See the tests directory for comprehensive examples:

  • parser_test.rs - SQL parsing examples (simple select, joins, aggregates, spatial queries)
  • executor_test.rs - Query execution patterns
  • optimizer_test.rs - Optimization strategies
  • end_to_end_test.rs - Complete workflows

Error Handling

This library follows the "no unwrap" policy. All fallible operations return Result<T, QueryError> with specific error variants:

use oxigdal_query::*;

fn main() {
    let sql = "INVALID SQL";
    match parser::sql::parse_sql(sql) {
        Ok(statement) => println!("Parsed: {:?}", statement),
        Err(QueryError::ParseError { message, line, column }) => {
            eprintln!("Parse error at {}:{}: {}", line, column, message);
        }
        Err(QueryError::SemanticError(msg)) => eprintln!("Semantic error: {}", msg),
        Err(QueryError::ExecutionError(msg)) => eprintln!("Execution error: {}", msg),
        Err(e) => eprintln!("Error: {}", e),
    }
}

Documentation

Full documentation is available at docs.rs.

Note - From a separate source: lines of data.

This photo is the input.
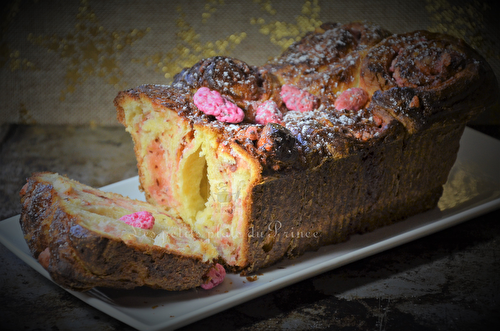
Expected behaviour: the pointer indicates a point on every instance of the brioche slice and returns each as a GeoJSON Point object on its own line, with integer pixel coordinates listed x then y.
{"type": "Point", "coordinates": [76, 233]}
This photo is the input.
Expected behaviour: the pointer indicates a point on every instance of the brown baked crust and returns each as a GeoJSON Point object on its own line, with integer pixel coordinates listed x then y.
{"type": "Point", "coordinates": [335, 172]}
{"type": "Point", "coordinates": [81, 259]}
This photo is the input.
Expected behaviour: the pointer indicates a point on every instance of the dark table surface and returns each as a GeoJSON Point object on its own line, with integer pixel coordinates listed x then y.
{"type": "Point", "coordinates": [449, 280]}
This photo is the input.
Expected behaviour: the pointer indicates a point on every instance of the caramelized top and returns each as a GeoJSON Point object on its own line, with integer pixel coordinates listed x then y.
{"type": "Point", "coordinates": [411, 80]}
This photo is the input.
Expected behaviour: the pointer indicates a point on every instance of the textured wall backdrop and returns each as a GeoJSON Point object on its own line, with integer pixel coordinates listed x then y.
{"type": "Point", "coordinates": [63, 62]}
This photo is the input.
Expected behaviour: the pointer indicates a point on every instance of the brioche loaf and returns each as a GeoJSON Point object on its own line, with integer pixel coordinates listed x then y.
{"type": "Point", "coordinates": [350, 129]}
{"type": "Point", "coordinates": [76, 233]}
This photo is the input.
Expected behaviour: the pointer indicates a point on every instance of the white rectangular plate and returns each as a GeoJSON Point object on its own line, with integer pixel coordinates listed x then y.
{"type": "Point", "coordinates": [473, 188]}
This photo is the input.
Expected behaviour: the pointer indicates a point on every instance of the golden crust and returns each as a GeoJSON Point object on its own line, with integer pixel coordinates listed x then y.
{"type": "Point", "coordinates": [320, 176]}
{"type": "Point", "coordinates": [80, 257]}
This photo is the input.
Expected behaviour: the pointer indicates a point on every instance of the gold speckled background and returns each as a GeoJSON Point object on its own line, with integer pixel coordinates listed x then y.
{"type": "Point", "coordinates": [63, 62]}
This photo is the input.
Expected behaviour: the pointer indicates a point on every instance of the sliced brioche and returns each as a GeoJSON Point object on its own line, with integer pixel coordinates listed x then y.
{"type": "Point", "coordinates": [75, 231]}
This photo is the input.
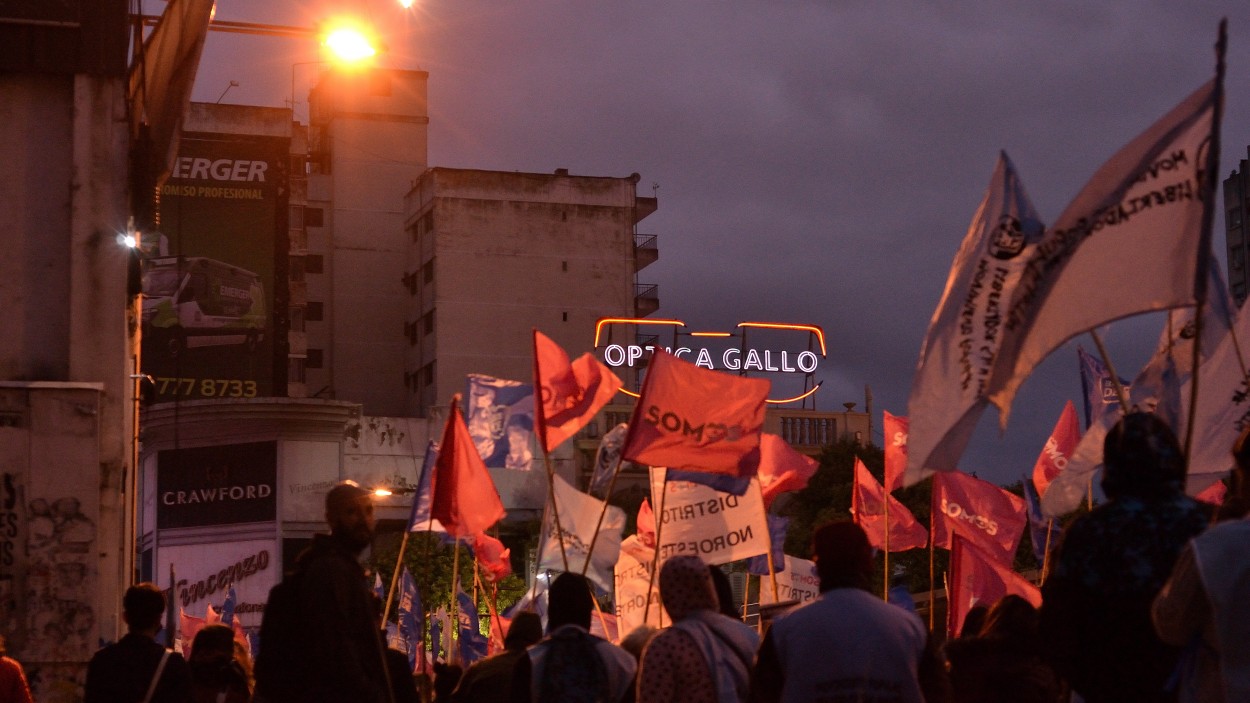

Generate and view local documentation:

cargo doc --open

Pure Rust

This library is 100% Pure Rust with no C/Fortran dependencies. All functionality works out of the box without external system libraries.

Related Projects

Contributing

Contributions are welcome! Please ensure:

  • No use of unwrap() - use Result<T, E> instead
  • All tests pass: cargo test --all-features
  • No clippy warnings: cargo clippy
  • Code follows COOLJAPAN ecosystem policies

License

Licensed under Apache-2.0.

See LICENSE file for details.


Part of the COOLJAPAN ecosystem for high-performance geospatial and scientific computing in Pure Rust.